Running agglomerative clustering with any of these linkages produces a dendrogram with no inversions
“No inversions” means that the linkage distance between merged clusters only increases as we run the algorithm.

In other words, we can draw a proper dendrogram, where the height of a parent is always higher than the height of either daughter.

(We’ll return to this again shortly)

Centroid linkage

Centroid linkage is relatively new. We need \(x_i \in \mathbb{R}^p\).
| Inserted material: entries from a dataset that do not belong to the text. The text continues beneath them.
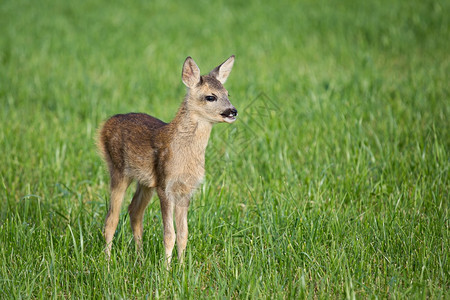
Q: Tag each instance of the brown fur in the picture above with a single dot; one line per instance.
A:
(166, 157)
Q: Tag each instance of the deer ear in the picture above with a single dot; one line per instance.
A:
(221, 72)
(191, 72)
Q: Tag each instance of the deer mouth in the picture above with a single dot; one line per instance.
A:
(229, 115)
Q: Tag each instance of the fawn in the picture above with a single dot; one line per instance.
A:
(166, 157)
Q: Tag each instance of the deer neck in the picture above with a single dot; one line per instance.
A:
(191, 132)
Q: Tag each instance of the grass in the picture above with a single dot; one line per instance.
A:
(333, 183)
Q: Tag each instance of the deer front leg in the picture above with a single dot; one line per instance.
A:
(167, 208)
(181, 210)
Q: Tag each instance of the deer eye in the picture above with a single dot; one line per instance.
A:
(211, 98)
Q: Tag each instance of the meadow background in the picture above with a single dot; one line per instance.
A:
(332, 183)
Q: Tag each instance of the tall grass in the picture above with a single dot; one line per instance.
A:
(333, 183)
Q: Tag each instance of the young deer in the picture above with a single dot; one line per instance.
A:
(166, 157)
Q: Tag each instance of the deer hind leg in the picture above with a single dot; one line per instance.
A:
(167, 207)
(136, 210)
(118, 189)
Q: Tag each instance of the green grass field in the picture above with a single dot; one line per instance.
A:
(334, 181)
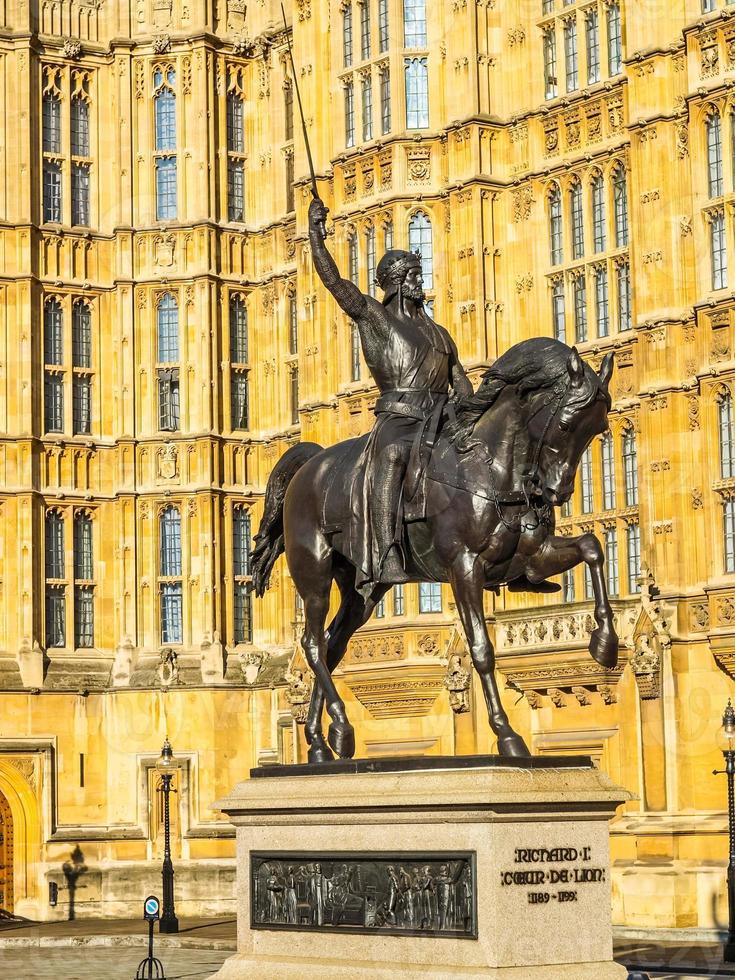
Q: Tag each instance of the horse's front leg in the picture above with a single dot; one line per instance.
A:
(559, 554)
(467, 581)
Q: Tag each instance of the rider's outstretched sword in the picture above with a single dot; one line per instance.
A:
(314, 188)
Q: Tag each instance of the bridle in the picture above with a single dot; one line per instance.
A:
(530, 493)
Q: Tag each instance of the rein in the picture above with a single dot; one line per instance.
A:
(530, 479)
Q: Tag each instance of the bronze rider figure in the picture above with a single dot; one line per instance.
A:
(414, 363)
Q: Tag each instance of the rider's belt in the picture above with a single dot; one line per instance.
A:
(388, 402)
(400, 408)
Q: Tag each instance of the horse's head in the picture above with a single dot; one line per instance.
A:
(577, 413)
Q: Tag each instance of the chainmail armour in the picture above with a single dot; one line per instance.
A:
(414, 362)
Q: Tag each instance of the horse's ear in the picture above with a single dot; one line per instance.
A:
(575, 367)
(608, 364)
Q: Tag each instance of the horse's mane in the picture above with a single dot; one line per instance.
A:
(532, 365)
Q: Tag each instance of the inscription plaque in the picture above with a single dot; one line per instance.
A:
(403, 894)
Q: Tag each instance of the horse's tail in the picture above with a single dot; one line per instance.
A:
(269, 539)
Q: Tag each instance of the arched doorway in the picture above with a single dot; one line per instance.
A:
(6, 856)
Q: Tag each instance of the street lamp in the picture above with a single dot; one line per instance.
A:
(726, 742)
(166, 767)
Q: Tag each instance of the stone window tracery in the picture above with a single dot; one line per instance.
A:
(165, 159)
(170, 576)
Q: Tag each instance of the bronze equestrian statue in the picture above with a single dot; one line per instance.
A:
(467, 500)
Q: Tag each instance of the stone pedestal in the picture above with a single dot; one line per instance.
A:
(534, 835)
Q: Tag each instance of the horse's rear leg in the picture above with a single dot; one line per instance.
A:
(312, 574)
(353, 612)
(559, 554)
(467, 579)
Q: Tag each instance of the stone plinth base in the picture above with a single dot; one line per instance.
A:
(519, 855)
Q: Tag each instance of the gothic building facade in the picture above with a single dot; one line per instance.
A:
(565, 168)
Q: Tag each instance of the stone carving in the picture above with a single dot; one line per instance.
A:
(377, 648)
(212, 660)
(709, 61)
(71, 48)
(419, 165)
(608, 693)
(168, 667)
(427, 645)
(646, 664)
(726, 611)
(251, 664)
(27, 768)
(298, 694)
(522, 203)
(457, 682)
(615, 119)
(168, 461)
(161, 43)
(124, 663)
(699, 617)
(430, 895)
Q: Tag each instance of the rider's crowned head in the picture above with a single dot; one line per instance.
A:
(400, 271)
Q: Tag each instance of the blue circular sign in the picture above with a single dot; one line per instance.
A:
(152, 906)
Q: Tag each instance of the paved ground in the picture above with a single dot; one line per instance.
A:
(112, 948)
(84, 963)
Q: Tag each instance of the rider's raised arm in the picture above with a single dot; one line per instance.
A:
(347, 294)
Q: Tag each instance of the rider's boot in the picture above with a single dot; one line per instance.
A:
(386, 502)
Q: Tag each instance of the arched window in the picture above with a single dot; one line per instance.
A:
(54, 545)
(421, 240)
(585, 476)
(612, 571)
(164, 102)
(347, 35)
(714, 154)
(79, 127)
(168, 330)
(414, 23)
(370, 254)
(51, 123)
(634, 558)
(630, 467)
(55, 572)
(620, 198)
(81, 335)
(598, 214)
(241, 544)
(170, 528)
(170, 584)
(575, 196)
(608, 472)
(727, 436)
(53, 332)
(352, 265)
(555, 226)
(417, 93)
(238, 330)
(241, 541)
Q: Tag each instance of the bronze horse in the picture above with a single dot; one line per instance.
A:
(489, 521)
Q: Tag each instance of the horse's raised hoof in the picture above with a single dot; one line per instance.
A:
(512, 746)
(319, 752)
(341, 737)
(604, 647)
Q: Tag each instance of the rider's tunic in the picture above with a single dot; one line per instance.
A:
(407, 417)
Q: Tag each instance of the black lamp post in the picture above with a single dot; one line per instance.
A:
(726, 742)
(166, 767)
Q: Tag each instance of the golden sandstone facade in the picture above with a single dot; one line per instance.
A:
(563, 167)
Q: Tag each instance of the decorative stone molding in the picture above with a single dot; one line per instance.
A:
(457, 683)
(161, 43)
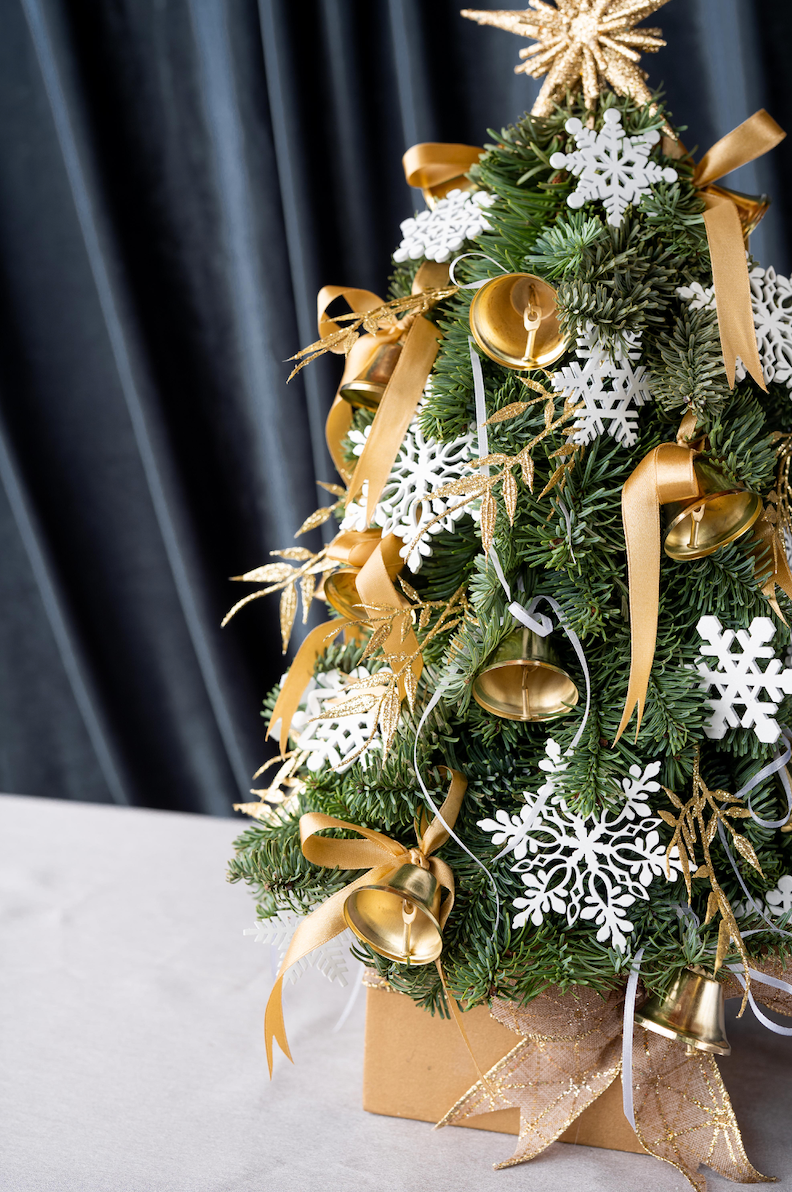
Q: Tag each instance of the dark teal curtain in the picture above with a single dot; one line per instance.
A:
(178, 180)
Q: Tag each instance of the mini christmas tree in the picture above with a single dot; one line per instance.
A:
(579, 447)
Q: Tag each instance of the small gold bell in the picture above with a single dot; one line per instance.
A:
(691, 1011)
(718, 515)
(398, 919)
(524, 682)
(750, 208)
(513, 318)
(366, 390)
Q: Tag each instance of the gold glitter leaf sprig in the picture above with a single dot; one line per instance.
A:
(586, 43)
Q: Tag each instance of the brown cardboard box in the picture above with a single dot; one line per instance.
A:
(416, 1066)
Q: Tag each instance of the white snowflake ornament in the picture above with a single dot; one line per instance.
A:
(328, 958)
(611, 166)
(585, 867)
(333, 740)
(438, 234)
(771, 295)
(611, 386)
(738, 681)
(407, 504)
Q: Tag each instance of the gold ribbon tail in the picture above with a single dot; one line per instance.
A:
(381, 857)
(298, 677)
(750, 140)
(664, 475)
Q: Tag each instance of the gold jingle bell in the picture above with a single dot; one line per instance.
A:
(367, 387)
(524, 682)
(400, 918)
(513, 318)
(718, 515)
(691, 1012)
(752, 209)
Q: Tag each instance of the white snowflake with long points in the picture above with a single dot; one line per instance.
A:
(585, 867)
(611, 386)
(771, 295)
(329, 958)
(407, 506)
(611, 166)
(333, 740)
(738, 681)
(438, 234)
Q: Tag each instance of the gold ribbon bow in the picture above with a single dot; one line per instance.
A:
(381, 857)
(569, 1051)
(664, 475)
(378, 558)
(433, 166)
(753, 138)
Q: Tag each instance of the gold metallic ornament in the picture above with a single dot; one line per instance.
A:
(586, 43)
(524, 682)
(400, 918)
(719, 514)
(514, 320)
(752, 209)
(691, 1011)
(366, 389)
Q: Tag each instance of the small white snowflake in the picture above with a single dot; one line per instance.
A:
(586, 867)
(771, 295)
(440, 233)
(407, 506)
(611, 166)
(738, 680)
(329, 958)
(611, 387)
(333, 740)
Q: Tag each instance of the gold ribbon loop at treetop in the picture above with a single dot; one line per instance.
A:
(753, 138)
(663, 476)
(381, 857)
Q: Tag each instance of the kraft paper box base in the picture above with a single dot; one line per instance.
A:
(416, 1066)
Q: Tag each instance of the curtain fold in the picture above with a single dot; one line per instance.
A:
(178, 182)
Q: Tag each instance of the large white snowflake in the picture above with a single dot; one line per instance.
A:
(611, 166)
(407, 506)
(611, 386)
(771, 295)
(332, 740)
(440, 233)
(585, 867)
(738, 681)
(329, 958)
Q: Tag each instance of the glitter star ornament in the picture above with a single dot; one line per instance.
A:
(586, 43)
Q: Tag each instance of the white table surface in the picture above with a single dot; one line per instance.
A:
(131, 1044)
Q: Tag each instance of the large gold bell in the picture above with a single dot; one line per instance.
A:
(718, 515)
(398, 919)
(366, 390)
(524, 681)
(752, 209)
(691, 1011)
(514, 320)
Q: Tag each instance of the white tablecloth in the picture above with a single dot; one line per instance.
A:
(131, 1048)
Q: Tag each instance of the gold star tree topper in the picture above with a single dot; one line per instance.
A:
(588, 42)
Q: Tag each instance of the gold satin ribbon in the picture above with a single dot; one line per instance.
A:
(378, 559)
(382, 857)
(432, 163)
(664, 475)
(750, 140)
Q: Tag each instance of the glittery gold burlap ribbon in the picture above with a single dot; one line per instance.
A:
(664, 475)
(378, 559)
(753, 138)
(433, 163)
(381, 857)
(570, 1051)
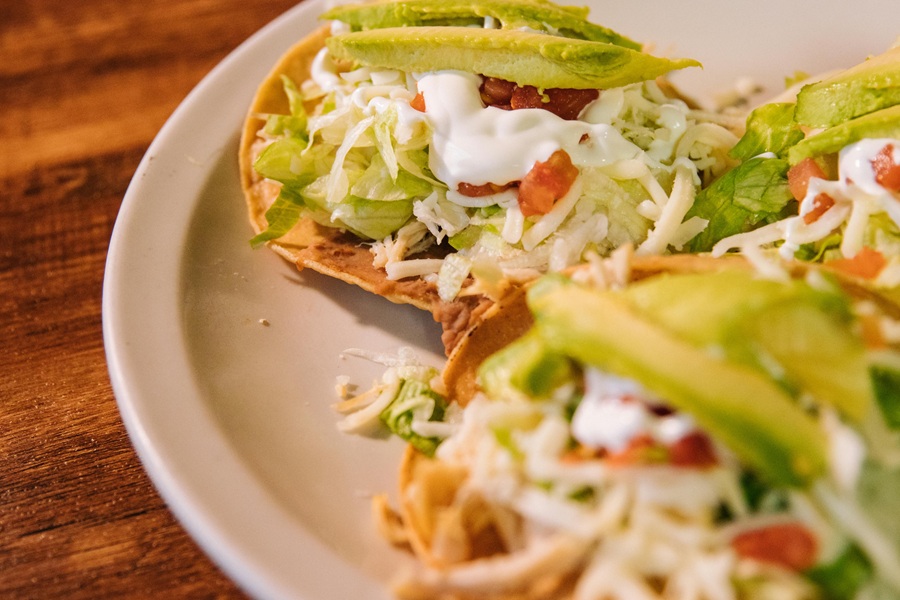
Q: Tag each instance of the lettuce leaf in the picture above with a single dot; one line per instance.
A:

\(\overline{x}_G\) and \(\overline{x}_H\) are group averages

\(d_{\textrm{centroid}} = ||\overline{x}_G - \overline{x}_H||_2^2\)

Centroid linkage

Centroid linkage is

… quite intuitive
… nicely analogous to \(K\)-means.
… very related to average linkage (and much, much faster)

However, it may introduce inversions.

Code

tt <- seq(0, 2 * pi, len = 50)
tt2 <- seq(0, 2 * pi, len = 75)
c1 <- tibble(x = cos(tt), y = sin(tt))
c2 <- tibble(x = 1.5 * cos(tt2), y = 1.5 * sin(tt2))
circles <- bind_rows(c1, c2)
di <- dist(circles[, 1:2])
hc <- hclust(di, method = "centroid")
par(mar = c(.1, 5, 3, .1))
plot(hc, xlab = "")

Shortcomings of some linkages

Single: 👎 chaining — a single pair of close points merges two clusters. \(\Rightarrow\) clusters can be too spread out, not compact
Complete linkage: 👎 crowding — a point can be closer to points in other clusters than to points in its own cluster.\(\Rightarrow\) clusters are compact, not far enough apart.
Average linkage: tries to strike a balance these; 👎 Unclear what properties the resulting clusters have when we cut an average linkage tree.; 👎 Results change with a monotone increasing transformation of the dissimilarities
Centroid linkage: 👎 same monotonicity problem; 👎 and inversions
All linkages: ⁇ where do we cut?

Distances

Note how all the methods depend on the distance function

Can do lots of things besides Euclidean

This is very important

Next time…

No more slides. All done.

FINAL EXAM!!